A girl in Y7 at secondary school was placed in the bottom sets when she arrived from primary school as she had particular difficulties in English lessons but also difficulties in all lessons with recording on paper.  The girl began to behave disruptively in lessons, being rude to other pupils and staff and started to refuse to do tasks set by teachers.  She was seen by an educational psychologist who has found that she had general cognitive abilities in the high ability range, but that she was reading and spelling at a level some four years below her chronological age.  The school moved the pupil into higher sets where the work was at her intellectual level.  As she was unable to read or record at the required level, she was provided with assistive technology (in this case an ipad) with voice recognition and text to voice software.  Using Load2learn, the girl was provided with downloadable resources including digital copies of text books.  She was allowed to submit homework using her voice recognition software and had special examination arrangements.  Behaviour problems ceased and the girl engaged with her learning. 

Communication and Interaction:

2. A pupil with autism spent his break and lunchtimes refusing to go outside but sitting next to the radiator in his classroom, talking to himself and making strange sounds.  Other pupils were starting to use verbally abusive language in relation to him.

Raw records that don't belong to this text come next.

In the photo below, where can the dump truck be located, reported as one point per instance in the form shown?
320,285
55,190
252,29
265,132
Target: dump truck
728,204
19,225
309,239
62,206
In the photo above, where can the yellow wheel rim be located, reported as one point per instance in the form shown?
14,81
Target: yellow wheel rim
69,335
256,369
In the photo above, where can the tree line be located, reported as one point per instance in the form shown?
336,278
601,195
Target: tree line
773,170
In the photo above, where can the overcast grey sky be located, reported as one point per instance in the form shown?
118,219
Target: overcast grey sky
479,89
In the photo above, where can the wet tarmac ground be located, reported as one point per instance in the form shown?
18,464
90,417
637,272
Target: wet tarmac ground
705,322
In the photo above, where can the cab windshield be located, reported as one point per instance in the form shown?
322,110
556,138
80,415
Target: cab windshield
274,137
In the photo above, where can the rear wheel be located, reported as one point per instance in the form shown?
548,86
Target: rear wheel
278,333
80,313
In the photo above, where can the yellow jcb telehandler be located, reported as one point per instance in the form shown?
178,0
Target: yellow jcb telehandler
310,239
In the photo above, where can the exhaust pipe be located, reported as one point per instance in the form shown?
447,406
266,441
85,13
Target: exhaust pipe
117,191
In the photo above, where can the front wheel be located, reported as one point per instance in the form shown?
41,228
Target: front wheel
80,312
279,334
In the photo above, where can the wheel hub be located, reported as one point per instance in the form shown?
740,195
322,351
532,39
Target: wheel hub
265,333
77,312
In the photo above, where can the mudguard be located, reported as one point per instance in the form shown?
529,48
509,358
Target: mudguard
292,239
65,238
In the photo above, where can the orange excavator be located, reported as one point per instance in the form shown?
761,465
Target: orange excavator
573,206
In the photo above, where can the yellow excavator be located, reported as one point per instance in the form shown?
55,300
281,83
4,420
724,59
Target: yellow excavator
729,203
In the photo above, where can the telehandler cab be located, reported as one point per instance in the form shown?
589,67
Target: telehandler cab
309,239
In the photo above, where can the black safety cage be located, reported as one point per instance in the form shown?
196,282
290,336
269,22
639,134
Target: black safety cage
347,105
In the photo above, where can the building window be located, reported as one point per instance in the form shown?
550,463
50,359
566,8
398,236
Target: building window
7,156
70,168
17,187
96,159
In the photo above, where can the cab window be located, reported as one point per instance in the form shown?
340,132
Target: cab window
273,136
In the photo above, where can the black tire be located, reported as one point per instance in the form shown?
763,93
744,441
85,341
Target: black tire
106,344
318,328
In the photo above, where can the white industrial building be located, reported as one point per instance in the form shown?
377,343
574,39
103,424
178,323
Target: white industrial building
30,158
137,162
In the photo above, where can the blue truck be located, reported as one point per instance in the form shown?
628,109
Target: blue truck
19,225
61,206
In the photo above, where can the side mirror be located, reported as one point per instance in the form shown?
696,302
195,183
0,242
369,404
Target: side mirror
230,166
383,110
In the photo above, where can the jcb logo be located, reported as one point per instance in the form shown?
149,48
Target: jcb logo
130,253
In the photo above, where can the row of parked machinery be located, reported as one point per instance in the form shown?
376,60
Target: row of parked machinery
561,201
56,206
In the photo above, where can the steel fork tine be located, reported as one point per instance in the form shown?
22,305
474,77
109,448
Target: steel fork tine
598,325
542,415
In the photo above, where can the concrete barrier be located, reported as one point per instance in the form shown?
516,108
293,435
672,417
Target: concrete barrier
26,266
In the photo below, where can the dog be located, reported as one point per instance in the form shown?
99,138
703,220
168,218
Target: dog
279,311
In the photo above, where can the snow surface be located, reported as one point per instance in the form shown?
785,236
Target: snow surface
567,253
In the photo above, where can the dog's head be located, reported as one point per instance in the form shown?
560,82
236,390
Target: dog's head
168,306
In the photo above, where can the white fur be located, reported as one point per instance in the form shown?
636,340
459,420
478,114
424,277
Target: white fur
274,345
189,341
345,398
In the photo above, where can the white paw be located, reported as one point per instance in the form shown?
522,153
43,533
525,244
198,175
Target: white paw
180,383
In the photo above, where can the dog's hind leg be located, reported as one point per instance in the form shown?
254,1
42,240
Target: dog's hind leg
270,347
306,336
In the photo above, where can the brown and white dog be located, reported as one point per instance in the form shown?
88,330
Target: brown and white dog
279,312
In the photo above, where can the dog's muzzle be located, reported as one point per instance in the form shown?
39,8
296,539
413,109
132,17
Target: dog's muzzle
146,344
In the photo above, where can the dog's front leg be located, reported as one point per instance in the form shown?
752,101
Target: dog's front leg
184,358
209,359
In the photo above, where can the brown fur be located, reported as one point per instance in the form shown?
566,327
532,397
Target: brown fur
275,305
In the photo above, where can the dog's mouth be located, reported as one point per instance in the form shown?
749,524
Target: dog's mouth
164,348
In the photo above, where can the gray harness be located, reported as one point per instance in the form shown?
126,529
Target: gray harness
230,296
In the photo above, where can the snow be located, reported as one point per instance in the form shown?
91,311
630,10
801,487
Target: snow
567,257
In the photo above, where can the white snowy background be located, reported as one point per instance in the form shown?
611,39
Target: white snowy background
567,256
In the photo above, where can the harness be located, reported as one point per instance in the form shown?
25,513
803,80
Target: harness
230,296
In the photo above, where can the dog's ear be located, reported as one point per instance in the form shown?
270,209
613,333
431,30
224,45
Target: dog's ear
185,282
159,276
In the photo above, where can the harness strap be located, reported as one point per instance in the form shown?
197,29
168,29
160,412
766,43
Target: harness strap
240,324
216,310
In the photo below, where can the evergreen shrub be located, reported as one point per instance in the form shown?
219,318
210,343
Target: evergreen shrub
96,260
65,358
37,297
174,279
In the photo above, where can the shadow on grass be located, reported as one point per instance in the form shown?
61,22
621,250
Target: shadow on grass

Teachers who tried to insist that he go outside with the other pupils were ignored and if they persisted by trying to guide him by the arm, they were roughly pushed away.  Eventually, it transpired that the pupil was “relaxing” between the strain of lessons by going into his own world and playing dvds of favourite films in his head.  He knew the words by heart and was making the sound effects and actions at the appropriate time.  The reasonable adjustment in this case was to allow him to remain indoors in the short term, as he was safe in the classroom.  Longer term, it was possible to encourage peer interaction by getting one other pupil to discuss films with him and to compare likes and dislikes.  Intervention took place with the other pupils to make sure they understood more about his condition and what he was doing when he was “talking to himself”.  They eventually had to admire his comprehensive ability to recite entire films by heart. 

Sensory and/or physical:

3. Angela is going to provide an example 

Emotional, Social and Behavioural development

4. Blackpool pupil attending a mainstream secondary school who was displaying challenging behaviours which, parent believed to be linked to ASD and also felt there were associated learning difficulties, although the child did not have any diagnoses.

Over a period of time the pupil had numerous exclusions from school for behavioural issues.  During one such exclusion the child confided to the parent partnership officer, “Why can’t I just go to a room on my own when I get angry, why won’t they leave me alone until I calm down, all they do is keep asking me questions about why I’m angry”.

As a result of this, the school agreed to identify a suitable room where this pupil could go should he feel angry in the future and to allocate a named member of staff to whom the pupil could go with any worries or concerns.  This was discussed and agreed with mother prior to being suggested to the pupil.   However, the adjustment proved not to be needed as often as had been expected due to the simple fact that this pupil felt he had been listened to.